Salt fingering was first described mathematically by Professor Melvin Stern of Florida State University in 1960 and important field measurements of the process have been made by Raymond Schmitt of the Woods Hole Oceanographic Institution and Mike Gregg and Eric Kunze of the University of Washington, Seattle. A particularly interesting area for salt fingering is found in the Caribbean Sea, where it is responsible for producing a "staircase" of well-mixed layers a few metres in thickness that extend for hundreds of kilometres.
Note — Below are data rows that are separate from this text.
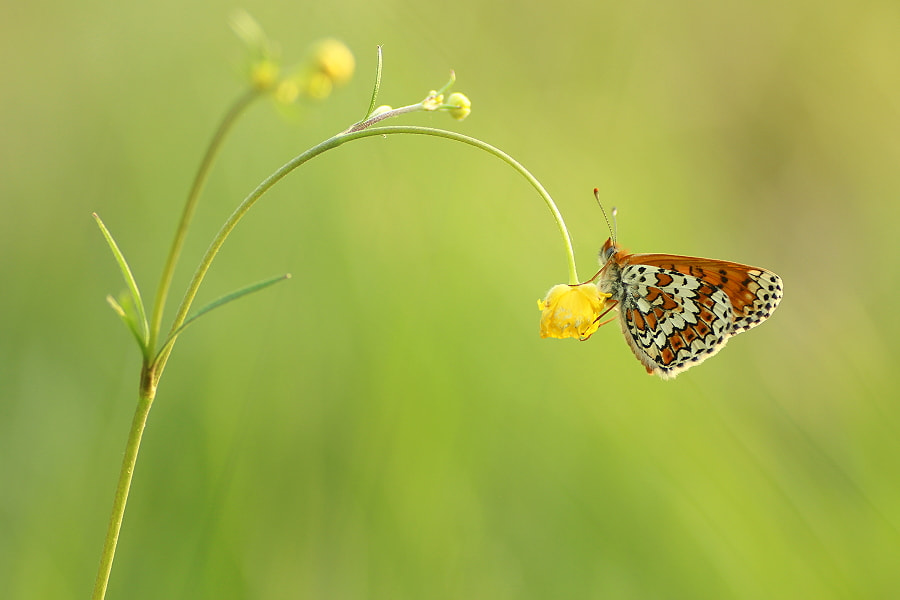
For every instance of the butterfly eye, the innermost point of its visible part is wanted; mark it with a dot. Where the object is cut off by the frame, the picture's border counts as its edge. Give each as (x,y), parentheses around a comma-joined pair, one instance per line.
(606,253)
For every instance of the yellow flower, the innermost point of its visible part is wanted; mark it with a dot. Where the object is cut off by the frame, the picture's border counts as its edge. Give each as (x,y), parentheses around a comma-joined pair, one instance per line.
(433,101)
(334,60)
(572,311)
(461,104)
(264,74)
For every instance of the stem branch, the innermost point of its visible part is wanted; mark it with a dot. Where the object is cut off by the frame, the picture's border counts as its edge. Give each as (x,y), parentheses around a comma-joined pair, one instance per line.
(124,485)
(190,205)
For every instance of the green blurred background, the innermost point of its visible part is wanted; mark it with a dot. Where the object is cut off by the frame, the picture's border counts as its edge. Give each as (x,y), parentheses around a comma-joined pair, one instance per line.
(388,424)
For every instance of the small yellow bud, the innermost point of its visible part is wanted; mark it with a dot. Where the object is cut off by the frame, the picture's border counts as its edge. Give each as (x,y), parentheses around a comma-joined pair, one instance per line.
(433,101)
(264,74)
(572,311)
(461,104)
(334,60)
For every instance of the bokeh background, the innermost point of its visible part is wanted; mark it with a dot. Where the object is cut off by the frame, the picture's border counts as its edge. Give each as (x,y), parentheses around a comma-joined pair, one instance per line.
(388,424)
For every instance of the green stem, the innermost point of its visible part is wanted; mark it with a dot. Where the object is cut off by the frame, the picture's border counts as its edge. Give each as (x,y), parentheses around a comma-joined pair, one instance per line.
(190,205)
(148,391)
(315,151)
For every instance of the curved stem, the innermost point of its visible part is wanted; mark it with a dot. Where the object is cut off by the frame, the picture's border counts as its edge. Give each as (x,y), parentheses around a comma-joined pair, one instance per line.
(334,142)
(124,485)
(190,205)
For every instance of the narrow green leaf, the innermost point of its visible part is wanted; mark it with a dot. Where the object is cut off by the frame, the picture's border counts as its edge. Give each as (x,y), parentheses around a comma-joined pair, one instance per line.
(255,287)
(377,83)
(127,317)
(142,332)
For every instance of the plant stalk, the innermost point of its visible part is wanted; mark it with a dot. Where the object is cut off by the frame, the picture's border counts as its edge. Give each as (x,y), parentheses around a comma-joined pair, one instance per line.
(145,401)
(187,214)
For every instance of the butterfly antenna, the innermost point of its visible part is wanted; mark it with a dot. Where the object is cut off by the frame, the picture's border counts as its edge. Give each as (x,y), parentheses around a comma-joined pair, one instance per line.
(613,228)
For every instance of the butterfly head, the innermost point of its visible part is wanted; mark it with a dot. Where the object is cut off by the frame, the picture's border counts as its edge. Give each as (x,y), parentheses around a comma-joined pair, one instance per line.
(609,249)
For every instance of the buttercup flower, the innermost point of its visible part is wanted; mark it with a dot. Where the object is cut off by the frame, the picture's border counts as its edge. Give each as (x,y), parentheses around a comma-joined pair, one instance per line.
(433,101)
(334,60)
(461,106)
(572,311)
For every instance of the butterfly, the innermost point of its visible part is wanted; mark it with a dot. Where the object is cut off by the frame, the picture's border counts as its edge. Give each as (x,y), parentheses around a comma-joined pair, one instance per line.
(677,311)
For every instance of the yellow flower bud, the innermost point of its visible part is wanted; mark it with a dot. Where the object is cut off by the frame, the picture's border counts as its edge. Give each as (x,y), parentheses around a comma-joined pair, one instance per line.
(433,101)
(462,106)
(572,311)
(334,60)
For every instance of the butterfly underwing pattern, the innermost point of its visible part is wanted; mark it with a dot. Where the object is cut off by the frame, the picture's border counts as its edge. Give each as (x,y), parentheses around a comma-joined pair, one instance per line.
(677,311)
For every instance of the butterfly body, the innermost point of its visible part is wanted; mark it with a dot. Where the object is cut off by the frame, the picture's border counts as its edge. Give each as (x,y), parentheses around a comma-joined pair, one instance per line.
(677,311)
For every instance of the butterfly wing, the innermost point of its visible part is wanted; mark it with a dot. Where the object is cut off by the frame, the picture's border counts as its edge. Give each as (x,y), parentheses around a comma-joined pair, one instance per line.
(677,311)
(754,292)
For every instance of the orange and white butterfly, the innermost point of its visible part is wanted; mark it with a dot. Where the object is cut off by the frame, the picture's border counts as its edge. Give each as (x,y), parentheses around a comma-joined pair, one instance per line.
(677,311)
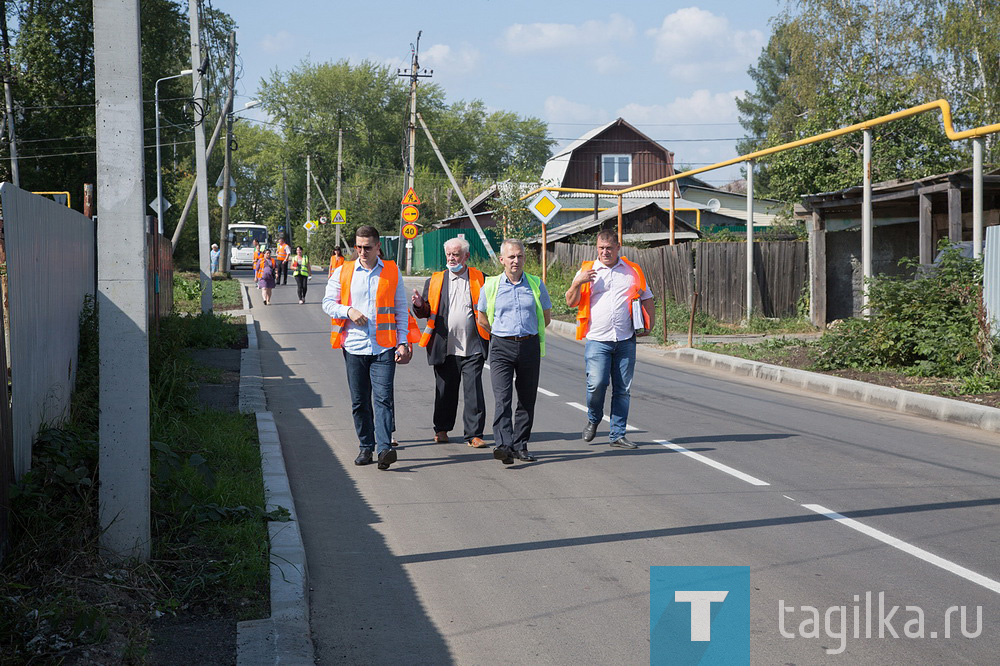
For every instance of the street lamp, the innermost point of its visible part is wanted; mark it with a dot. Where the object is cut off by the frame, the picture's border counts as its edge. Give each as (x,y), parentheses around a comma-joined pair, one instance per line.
(226,178)
(159,172)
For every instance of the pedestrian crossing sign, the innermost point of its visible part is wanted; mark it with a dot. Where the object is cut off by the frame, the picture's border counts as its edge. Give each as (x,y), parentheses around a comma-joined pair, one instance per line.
(411,198)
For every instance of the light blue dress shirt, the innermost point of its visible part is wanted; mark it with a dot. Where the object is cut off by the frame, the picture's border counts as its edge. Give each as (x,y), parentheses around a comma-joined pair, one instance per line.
(360,340)
(515,308)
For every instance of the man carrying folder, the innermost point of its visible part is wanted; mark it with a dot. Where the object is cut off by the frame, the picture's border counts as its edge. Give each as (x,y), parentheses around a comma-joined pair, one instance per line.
(614,306)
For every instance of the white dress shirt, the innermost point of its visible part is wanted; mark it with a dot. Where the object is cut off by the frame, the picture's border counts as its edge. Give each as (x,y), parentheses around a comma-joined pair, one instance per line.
(611,303)
(360,340)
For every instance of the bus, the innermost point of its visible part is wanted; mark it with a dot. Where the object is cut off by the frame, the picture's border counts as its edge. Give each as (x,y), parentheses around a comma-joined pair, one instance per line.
(241,238)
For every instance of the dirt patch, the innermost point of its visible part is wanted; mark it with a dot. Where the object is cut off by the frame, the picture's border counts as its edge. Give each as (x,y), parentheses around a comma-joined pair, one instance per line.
(798,356)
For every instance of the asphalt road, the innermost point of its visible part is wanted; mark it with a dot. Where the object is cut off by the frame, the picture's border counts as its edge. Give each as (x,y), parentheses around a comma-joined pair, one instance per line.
(451,557)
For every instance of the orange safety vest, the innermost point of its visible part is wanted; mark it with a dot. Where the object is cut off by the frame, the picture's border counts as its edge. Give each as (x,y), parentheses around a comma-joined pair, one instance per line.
(476,280)
(335,263)
(385,303)
(583,308)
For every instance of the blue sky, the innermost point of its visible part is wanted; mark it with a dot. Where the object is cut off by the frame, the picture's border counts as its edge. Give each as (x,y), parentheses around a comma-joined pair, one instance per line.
(673,71)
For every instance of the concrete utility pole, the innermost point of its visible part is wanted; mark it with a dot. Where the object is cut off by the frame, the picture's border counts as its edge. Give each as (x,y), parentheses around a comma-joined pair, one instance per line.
(226,169)
(308,195)
(201,166)
(340,157)
(15,173)
(413,74)
(121,297)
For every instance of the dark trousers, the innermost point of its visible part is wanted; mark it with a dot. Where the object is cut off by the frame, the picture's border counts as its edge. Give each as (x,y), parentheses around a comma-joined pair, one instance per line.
(514,368)
(370,380)
(467,371)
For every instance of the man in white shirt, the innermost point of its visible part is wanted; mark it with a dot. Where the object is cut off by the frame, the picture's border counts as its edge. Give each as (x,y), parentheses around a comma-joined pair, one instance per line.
(603,292)
(371,323)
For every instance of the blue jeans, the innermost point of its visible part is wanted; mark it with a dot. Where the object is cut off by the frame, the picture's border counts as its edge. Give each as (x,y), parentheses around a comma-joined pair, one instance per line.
(612,362)
(367,376)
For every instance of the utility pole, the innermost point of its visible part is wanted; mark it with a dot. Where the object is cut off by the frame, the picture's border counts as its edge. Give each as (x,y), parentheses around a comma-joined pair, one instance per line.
(413,74)
(227,166)
(201,166)
(15,173)
(308,196)
(340,156)
(121,297)
(284,194)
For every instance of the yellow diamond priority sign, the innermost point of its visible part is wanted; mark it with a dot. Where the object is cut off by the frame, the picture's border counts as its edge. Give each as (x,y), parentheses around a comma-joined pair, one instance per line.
(544,206)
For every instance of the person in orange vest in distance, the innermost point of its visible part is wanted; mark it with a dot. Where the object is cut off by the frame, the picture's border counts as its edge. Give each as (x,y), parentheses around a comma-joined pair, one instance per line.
(281,255)
(257,254)
(456,347)
(604,293)
(372,325)
(336,260)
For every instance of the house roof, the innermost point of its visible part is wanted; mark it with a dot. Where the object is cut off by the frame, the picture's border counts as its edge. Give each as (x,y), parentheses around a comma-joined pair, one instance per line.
(587,222)
(555,169)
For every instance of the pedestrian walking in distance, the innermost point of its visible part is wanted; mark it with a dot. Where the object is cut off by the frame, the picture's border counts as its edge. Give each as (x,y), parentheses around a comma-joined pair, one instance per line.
(372,325)
(514,307)
(457,347)
(614,306)
(300,272)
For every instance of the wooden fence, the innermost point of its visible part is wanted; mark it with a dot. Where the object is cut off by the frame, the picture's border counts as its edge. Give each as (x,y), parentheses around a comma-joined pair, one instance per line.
(719,271)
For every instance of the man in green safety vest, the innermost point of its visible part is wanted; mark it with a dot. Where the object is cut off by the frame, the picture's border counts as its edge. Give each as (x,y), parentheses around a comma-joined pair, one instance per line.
(514,307)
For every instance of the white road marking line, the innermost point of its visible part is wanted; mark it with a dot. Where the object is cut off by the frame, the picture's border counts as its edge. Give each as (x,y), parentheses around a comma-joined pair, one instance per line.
(606,419)
(712,463)
(920,553)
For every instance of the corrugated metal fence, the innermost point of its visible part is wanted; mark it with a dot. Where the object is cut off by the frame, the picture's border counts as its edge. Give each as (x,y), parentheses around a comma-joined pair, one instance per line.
(50,268)
(781,272)
(991,278)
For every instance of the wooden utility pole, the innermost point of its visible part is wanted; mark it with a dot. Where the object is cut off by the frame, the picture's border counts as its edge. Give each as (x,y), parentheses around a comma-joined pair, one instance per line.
(227,165)
(413,74)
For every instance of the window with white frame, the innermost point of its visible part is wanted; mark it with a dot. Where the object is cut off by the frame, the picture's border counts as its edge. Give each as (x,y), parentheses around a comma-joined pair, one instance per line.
(616,169)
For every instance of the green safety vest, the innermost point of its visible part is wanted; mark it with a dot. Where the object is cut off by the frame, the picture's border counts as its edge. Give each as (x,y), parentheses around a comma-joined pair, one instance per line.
(492,286)
(303,268)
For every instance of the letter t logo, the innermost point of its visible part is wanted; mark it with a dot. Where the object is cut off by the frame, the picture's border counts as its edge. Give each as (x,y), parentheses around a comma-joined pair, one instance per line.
(701,610)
Pre-dating the work of Stern, a paper by the American oceanographer Henry Stommel discussed the creation of a large-scale salt finger in which a column of water would be surrounded by a membrane that would allow diffusion of temperature but not salinity. Once primed by the upward movement of the colder and fresher intermediate water, the resultant "perpetual salt fountain" would be able to draw energy (heat) from the local ocean water stratification.

References

Gregg, M.C., (1988). Mixing in the thermohaline staircase east of Barbados. In Small Scale Turbulence and Mixing in the Ocean, eds. J.C.J. Nihoul and B.M. Jamart, Elsevier Oceanography Ser., 46, 453-470.
Kunze, Eric, (1987). Limits on growing, finite–length salt fingers: A Richardson number constraint. Journal of Marine Research., 45, 533-556.
Schmitt, Raymond W. The Ocean's Salt Fingers. Scientific American, May 1995, pp. 70–75.
Turner, J.S., (1973). Buoyancy effects in fluids. Cambridge University Press, pp. 251–287 (chapter 8).
Stern, Melvin E., (1960). The ”salt-fountain” and thermohaline convection. Tellus, 12,172-175.
Stommel, H., Arons, A.B., & Blanchard, D. (1956). An oceanographic curiosity: the perpetual salt fountain. Deep-Sea Research, 3,152-153.